Bernoulli's Principle

In the 1700s, a Swiss scientist named Daniel Bernoulli discovered something amazing about moving air. He found that when air moves faster, its pressure drops. When air moves slower, its pressure is higher. This principle helps explain how airplanes fly and why shower curtains blow inward.

How It Works

Imagine air flowing through a tube that gets narrow in the middle. In the narrow part, the air speeds up. Bernoulli showed that this faster-moving air has lower pressure. In the wider parts, the air is slower and has higher pressure. The pressure difference creates a force.

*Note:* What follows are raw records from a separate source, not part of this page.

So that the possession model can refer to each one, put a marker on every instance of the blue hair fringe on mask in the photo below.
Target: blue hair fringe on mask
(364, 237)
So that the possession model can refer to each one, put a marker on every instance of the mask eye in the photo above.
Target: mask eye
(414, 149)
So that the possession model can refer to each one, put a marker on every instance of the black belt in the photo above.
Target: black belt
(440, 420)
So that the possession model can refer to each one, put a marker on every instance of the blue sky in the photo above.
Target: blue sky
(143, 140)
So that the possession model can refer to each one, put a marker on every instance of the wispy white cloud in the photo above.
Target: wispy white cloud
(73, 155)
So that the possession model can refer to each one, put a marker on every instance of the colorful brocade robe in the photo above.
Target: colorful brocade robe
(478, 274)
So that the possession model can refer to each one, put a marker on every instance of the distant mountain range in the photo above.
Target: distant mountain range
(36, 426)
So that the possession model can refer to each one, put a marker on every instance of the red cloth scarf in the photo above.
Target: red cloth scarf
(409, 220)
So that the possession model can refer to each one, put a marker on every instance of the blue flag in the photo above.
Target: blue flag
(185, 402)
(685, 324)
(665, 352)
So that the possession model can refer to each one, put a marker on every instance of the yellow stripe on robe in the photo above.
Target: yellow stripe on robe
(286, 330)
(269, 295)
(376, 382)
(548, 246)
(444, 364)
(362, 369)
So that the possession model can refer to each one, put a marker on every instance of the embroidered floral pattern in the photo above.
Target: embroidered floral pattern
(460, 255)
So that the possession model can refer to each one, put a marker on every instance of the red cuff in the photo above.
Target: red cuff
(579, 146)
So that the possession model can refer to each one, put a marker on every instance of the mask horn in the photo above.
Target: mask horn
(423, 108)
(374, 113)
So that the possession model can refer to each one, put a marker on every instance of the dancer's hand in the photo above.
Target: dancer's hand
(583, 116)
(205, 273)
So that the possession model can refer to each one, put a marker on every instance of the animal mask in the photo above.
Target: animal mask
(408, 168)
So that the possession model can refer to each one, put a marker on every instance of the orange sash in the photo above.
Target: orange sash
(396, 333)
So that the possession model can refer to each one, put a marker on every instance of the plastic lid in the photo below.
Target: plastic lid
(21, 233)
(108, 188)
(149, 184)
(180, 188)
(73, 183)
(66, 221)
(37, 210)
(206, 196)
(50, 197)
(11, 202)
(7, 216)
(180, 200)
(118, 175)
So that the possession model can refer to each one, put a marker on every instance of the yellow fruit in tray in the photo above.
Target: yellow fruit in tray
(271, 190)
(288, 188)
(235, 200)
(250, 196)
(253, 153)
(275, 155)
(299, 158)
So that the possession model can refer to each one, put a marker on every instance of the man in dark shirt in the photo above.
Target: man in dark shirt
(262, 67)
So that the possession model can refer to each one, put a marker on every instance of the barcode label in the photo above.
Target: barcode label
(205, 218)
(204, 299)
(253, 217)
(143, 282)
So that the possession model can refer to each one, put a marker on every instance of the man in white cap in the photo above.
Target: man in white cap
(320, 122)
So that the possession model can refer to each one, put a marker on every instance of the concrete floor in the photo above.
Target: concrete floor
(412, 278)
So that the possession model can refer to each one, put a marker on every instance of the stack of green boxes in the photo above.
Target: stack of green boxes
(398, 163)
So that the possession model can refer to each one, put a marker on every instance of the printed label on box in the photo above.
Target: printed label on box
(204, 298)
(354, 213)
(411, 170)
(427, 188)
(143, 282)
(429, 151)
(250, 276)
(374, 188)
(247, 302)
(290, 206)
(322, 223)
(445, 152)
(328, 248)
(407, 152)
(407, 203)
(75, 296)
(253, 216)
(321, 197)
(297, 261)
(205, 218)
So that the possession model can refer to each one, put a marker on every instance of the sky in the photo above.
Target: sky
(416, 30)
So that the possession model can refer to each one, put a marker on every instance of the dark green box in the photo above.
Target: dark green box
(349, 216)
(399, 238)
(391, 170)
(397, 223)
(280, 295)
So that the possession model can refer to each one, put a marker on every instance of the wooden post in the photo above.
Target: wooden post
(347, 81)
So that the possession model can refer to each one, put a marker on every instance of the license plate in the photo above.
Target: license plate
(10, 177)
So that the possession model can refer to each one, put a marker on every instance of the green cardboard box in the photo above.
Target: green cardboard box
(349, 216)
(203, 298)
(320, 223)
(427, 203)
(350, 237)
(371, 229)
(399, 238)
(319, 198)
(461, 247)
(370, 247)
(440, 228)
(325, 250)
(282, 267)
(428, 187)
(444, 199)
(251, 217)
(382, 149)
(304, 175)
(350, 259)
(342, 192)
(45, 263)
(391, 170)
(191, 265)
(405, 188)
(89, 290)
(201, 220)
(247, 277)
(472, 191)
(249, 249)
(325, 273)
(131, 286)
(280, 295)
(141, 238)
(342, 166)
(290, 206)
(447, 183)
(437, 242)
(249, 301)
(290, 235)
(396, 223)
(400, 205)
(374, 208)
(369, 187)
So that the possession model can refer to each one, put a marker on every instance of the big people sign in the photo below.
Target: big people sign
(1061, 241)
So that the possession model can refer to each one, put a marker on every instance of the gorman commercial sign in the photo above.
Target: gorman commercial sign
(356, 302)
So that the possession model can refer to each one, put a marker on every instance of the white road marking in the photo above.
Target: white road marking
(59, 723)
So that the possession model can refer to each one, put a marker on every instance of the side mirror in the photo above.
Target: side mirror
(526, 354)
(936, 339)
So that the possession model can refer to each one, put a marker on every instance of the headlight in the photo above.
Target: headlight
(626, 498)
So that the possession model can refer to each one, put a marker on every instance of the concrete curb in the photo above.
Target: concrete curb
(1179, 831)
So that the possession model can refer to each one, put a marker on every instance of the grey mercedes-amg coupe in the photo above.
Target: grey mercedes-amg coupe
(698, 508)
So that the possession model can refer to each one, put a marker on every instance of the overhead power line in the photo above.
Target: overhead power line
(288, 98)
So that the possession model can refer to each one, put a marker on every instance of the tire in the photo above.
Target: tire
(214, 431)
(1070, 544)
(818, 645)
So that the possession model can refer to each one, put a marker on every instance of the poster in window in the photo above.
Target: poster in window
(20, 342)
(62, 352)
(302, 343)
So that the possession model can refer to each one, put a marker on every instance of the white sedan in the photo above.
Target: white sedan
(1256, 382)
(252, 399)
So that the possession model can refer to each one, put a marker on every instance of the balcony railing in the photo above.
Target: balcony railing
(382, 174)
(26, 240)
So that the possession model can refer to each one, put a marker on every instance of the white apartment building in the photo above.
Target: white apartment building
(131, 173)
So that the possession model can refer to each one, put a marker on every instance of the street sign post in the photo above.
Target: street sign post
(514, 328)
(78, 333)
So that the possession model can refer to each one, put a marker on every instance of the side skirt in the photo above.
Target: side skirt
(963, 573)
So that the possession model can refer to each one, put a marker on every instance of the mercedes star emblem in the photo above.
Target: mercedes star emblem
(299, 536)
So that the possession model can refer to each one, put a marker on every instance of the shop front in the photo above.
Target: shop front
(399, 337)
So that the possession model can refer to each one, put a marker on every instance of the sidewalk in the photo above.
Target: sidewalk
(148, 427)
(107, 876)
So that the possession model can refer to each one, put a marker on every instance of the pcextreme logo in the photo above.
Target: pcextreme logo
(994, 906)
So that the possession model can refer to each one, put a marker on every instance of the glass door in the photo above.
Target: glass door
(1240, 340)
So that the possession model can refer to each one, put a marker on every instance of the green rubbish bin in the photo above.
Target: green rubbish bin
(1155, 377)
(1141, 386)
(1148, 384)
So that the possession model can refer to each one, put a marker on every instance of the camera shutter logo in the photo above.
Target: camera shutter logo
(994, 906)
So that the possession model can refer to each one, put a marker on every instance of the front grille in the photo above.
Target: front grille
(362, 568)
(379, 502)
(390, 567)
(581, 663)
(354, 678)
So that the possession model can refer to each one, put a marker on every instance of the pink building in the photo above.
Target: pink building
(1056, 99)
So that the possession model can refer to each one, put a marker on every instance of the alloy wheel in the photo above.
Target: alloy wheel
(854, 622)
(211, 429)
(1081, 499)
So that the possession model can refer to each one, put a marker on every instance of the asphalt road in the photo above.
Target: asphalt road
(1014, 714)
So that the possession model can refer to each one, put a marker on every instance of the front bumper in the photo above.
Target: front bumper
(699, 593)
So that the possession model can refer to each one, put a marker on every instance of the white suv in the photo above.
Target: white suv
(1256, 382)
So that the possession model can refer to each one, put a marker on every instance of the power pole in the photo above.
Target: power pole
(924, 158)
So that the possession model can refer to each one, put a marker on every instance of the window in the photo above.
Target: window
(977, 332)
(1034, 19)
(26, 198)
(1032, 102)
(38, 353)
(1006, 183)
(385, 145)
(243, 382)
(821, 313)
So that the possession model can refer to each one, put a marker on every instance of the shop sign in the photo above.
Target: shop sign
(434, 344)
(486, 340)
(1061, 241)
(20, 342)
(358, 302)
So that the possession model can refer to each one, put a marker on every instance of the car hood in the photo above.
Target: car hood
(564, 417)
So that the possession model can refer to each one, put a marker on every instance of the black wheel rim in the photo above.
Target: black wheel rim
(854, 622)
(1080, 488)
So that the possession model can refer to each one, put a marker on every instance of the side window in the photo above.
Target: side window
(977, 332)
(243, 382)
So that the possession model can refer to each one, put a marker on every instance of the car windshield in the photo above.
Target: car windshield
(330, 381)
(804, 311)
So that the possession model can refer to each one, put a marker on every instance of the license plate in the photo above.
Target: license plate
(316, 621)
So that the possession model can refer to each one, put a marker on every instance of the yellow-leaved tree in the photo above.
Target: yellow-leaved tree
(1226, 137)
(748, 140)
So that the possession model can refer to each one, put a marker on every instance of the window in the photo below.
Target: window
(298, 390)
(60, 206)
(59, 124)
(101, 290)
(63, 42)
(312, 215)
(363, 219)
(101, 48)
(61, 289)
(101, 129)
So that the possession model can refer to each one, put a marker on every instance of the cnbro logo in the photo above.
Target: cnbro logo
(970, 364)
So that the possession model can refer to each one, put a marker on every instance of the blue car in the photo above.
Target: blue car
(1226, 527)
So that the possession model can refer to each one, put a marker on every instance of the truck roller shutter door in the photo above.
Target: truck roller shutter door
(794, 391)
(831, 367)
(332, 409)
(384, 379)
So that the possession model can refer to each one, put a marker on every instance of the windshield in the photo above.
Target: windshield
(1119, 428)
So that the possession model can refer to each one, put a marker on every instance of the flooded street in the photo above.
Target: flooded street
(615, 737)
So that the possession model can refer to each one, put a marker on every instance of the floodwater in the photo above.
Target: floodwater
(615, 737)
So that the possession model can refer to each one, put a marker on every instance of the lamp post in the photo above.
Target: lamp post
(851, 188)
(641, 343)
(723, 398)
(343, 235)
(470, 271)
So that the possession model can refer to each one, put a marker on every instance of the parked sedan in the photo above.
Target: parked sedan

Bernoulli's Principle in Action

Airplane wings are curved on top and flatter on the bottom. Air moves faster over the curved top, creating lower pressure above the wing. Higher pressure below the wing pushes it up, creating lift. This principle also explains why a shower curtain blows inward and why a spinning baseball curves.

Fun Facts

  • You can demonstrate Bernoulli's Principle by blowing between two sheets of paper. They move together instead of apart.
  • Race cars use upside-down wings called spoilers that push the car down for better grip.
  • Prairie dogs use Bernoulli's Principle. They build mounds at tunnel entrances to create airflow through their burrows.

Did You Know?

A curveball in baseball works because of Bernoulli's Principle. The spinning ball makes air move faster on one side, creating lower pressure. The ball curves toward the lower-pressure side!